A 14-year-old bomber in 1998. He can manipulate certain probabilities with his mystic eyes. His right eye could see its outcome, and the left showed the steps towards that path. Shiki permanently injured his right eye during a battle after "killing" Kamekura's unnatural future, where Shiki dies by his explosives. They met again by a twist of fate when he owed Shiki's criminal syndicate a huge amount of financial debt in 2008. Shiki gave him a chance to clear his debt by hiring him. He eventually works for Mikiya Kokutou's agency while keeping his main job of authoring children's stories. His work for Mikiya usually involves doing background checks, and sometimes he will be requested to partake in proper investigations. He occasionally babysits Mana, Shiki's daughter.

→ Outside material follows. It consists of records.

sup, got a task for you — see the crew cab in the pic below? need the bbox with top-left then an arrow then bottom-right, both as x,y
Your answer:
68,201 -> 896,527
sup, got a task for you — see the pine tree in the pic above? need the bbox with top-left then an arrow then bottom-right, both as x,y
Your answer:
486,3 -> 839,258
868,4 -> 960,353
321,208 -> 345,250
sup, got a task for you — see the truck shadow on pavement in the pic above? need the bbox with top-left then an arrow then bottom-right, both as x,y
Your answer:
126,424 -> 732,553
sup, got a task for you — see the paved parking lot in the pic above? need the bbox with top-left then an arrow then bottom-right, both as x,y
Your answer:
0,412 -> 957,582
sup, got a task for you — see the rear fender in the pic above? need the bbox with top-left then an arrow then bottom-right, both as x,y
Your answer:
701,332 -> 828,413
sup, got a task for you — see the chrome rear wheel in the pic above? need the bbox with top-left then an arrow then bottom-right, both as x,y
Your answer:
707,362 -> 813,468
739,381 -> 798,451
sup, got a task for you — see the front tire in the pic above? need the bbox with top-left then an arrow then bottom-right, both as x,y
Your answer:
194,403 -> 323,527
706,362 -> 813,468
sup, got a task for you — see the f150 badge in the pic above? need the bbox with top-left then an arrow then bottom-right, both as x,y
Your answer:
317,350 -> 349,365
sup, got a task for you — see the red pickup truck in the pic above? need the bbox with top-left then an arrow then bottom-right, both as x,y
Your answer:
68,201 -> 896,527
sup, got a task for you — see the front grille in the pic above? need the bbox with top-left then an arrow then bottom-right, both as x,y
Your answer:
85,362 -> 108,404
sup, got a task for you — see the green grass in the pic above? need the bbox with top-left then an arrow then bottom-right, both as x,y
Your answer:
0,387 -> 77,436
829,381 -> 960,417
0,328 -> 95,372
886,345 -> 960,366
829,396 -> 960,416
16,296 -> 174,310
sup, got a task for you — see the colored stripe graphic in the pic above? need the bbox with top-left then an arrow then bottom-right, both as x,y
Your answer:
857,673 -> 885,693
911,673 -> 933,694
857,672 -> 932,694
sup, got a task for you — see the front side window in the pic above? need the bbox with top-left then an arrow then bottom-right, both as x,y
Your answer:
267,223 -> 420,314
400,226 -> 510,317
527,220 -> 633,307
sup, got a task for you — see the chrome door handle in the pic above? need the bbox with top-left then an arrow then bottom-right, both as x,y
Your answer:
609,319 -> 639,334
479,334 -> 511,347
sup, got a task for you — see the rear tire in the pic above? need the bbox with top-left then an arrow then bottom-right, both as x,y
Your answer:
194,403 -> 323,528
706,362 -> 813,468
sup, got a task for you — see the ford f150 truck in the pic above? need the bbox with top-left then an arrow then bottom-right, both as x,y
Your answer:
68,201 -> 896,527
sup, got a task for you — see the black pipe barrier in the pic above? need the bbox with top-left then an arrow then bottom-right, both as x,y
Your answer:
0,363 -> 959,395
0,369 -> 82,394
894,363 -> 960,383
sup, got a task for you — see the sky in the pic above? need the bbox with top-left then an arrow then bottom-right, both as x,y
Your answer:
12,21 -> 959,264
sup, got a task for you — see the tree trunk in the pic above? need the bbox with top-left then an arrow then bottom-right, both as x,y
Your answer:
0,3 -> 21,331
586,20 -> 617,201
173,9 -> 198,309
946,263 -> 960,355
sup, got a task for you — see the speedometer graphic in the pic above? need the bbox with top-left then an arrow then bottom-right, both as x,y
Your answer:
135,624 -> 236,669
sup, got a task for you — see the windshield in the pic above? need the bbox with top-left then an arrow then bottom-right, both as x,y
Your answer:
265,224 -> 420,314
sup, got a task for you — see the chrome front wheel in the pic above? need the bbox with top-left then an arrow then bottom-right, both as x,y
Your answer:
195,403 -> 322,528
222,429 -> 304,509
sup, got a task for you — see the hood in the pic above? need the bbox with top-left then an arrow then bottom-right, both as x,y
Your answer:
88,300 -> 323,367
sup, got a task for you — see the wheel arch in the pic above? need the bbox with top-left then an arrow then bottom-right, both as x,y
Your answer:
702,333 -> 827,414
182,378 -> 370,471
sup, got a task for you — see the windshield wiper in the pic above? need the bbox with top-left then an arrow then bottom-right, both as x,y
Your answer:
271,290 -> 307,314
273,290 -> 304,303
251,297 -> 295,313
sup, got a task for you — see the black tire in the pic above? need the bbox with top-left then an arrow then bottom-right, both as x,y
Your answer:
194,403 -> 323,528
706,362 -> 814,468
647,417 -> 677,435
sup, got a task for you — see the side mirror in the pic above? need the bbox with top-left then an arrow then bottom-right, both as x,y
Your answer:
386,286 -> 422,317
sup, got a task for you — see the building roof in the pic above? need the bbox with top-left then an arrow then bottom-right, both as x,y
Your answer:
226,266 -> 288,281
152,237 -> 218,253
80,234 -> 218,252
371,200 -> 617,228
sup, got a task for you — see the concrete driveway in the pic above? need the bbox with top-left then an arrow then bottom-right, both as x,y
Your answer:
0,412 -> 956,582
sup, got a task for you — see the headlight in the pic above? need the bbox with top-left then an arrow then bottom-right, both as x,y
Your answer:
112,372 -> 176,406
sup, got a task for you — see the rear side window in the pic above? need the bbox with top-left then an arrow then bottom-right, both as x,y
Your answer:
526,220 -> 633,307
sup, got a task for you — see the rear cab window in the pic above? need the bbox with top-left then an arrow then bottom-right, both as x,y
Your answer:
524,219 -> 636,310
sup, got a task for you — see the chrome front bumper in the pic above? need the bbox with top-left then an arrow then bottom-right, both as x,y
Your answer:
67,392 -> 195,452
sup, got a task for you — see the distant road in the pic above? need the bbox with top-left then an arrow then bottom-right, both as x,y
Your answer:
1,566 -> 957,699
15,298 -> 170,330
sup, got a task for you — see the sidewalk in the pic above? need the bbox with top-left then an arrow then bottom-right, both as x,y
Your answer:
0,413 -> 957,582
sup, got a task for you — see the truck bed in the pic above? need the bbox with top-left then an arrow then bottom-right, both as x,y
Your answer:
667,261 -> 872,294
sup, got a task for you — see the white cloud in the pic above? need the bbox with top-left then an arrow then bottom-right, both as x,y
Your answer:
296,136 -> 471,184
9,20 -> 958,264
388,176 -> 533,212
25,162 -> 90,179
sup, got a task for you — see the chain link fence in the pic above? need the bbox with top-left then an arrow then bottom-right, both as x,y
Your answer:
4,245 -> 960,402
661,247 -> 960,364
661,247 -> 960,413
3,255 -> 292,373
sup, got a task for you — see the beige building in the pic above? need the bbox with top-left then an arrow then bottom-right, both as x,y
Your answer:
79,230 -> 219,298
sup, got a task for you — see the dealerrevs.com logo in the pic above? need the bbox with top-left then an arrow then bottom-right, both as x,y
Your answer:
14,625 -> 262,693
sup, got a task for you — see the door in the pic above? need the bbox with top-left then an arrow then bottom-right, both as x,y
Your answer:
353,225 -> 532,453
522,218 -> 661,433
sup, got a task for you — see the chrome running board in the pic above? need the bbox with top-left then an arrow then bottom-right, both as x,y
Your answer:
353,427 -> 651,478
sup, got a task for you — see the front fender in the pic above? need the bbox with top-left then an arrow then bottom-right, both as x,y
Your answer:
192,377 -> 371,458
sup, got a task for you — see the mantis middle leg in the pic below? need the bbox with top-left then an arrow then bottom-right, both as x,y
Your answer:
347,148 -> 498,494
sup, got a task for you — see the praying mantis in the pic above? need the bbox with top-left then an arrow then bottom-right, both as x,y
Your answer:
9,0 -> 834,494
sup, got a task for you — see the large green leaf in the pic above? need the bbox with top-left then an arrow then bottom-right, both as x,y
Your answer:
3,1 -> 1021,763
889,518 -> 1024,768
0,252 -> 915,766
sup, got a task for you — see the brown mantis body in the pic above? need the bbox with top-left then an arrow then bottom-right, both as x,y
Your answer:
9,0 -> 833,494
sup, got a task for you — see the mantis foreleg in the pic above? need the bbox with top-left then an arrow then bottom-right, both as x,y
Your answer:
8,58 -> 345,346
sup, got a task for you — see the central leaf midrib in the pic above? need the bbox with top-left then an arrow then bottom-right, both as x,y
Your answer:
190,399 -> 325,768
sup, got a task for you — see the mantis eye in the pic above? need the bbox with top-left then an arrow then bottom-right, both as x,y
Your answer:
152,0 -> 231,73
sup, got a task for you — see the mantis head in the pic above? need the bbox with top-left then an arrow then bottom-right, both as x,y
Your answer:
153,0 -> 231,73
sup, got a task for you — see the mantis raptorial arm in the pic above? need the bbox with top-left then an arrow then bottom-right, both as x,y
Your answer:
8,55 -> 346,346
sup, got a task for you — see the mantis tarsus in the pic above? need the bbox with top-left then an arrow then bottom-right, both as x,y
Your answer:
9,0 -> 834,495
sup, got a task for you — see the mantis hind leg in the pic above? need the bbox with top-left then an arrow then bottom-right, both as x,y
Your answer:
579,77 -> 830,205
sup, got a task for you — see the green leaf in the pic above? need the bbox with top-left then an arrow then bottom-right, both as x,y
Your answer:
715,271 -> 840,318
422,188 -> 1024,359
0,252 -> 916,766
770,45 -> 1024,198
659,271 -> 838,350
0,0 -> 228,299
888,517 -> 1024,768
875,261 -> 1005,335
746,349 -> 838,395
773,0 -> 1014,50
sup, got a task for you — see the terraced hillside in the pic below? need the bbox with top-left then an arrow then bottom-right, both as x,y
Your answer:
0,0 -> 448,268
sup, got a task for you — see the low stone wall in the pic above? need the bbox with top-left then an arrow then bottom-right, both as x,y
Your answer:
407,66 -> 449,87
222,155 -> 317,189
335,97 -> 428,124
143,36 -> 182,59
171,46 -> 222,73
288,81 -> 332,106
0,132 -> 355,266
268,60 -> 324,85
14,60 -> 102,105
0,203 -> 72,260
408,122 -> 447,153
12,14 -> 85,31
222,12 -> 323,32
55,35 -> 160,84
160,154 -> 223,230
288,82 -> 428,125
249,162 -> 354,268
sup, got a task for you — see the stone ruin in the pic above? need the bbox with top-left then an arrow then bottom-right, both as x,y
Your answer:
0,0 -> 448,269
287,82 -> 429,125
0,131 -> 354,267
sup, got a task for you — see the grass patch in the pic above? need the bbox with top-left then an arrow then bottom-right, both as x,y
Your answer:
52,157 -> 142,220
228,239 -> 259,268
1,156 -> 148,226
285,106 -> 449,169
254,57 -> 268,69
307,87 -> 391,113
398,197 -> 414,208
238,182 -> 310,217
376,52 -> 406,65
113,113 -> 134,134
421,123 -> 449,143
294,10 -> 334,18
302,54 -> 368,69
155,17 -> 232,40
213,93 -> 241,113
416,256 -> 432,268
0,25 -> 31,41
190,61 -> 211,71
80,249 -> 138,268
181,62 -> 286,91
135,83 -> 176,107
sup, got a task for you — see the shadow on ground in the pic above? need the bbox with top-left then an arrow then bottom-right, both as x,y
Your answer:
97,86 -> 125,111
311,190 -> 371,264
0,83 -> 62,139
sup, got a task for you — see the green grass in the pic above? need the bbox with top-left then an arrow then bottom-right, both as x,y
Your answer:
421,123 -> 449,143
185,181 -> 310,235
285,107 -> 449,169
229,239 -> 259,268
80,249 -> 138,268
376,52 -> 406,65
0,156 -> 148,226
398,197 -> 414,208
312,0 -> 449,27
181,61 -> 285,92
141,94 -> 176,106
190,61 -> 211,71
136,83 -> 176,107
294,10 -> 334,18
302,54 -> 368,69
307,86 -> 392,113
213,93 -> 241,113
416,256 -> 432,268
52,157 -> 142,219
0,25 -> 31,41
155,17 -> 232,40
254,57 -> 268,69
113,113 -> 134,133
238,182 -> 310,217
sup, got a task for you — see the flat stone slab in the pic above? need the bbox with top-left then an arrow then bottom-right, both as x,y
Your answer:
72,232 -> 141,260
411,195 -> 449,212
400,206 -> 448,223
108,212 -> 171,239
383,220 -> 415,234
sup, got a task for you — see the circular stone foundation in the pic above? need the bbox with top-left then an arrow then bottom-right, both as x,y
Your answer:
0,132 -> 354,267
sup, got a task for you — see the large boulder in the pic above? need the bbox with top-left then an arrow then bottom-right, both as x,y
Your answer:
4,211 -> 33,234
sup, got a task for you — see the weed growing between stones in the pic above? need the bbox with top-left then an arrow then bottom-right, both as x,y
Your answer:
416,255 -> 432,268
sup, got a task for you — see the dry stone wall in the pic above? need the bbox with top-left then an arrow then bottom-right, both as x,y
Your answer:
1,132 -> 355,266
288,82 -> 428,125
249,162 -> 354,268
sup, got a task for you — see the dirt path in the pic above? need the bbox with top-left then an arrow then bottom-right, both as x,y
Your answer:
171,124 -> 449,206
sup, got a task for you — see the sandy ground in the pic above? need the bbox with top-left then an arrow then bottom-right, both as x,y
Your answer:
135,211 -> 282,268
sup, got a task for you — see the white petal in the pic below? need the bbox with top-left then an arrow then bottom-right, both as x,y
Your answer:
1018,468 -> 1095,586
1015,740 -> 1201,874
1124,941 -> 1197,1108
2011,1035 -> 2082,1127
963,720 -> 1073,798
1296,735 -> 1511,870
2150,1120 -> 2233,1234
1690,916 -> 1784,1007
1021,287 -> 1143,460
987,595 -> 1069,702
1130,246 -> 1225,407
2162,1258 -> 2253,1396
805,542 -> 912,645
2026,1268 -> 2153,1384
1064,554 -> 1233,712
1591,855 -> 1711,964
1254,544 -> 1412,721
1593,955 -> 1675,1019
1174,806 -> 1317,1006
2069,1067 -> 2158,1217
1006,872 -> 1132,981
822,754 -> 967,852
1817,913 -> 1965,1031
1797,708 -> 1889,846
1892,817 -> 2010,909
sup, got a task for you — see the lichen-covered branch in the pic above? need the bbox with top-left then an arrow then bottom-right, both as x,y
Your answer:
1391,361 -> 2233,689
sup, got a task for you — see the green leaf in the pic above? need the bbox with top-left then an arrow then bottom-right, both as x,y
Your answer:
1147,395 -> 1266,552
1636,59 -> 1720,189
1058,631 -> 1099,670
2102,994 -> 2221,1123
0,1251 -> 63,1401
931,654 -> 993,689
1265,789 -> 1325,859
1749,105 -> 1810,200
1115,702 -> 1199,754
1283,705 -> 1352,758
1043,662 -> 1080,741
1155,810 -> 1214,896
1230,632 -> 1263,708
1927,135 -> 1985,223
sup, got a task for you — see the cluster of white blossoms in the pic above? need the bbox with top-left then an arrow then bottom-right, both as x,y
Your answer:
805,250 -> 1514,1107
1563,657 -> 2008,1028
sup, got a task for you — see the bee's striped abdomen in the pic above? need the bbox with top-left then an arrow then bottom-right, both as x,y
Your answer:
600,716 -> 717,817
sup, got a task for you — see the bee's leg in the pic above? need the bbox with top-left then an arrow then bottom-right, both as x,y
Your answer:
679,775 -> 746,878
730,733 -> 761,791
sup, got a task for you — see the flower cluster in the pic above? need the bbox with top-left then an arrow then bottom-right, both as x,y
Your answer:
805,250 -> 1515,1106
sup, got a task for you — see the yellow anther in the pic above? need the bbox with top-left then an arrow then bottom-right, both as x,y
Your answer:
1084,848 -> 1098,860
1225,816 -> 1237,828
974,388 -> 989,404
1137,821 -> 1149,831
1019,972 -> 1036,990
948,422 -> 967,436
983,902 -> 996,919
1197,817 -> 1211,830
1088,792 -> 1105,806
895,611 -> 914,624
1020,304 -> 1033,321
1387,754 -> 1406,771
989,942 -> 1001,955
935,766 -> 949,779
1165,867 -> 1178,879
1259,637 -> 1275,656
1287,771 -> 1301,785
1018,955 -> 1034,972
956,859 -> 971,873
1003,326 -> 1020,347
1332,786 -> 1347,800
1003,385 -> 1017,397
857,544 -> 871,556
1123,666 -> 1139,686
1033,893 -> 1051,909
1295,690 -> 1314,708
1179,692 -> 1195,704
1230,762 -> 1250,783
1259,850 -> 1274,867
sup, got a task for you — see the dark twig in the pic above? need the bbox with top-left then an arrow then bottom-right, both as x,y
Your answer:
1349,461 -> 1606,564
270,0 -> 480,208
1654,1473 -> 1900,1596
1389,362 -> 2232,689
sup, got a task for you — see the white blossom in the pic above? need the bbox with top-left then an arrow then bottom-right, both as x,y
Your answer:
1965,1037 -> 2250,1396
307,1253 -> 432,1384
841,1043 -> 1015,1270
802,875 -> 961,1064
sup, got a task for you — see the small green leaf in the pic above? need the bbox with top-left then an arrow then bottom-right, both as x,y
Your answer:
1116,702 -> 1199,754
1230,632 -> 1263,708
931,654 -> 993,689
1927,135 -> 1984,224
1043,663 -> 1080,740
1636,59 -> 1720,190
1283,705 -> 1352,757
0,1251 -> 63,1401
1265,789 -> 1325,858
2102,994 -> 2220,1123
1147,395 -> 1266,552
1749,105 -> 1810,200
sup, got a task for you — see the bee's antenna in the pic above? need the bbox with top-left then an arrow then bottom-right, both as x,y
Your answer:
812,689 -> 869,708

- Mana Ryougi (両儀未那, Ryougi Mana)

Shiki and Mikiya's daughter. An optimistic, kind, and cheerful 10-year-old girl. She knows about her mother's male personality, SHIKI (織). Her wish is to "beat her mom so she can win over her dad." Mana is attracted to things that are out of the ordinary with great amusement and jumps at the possibility of doing something interesting.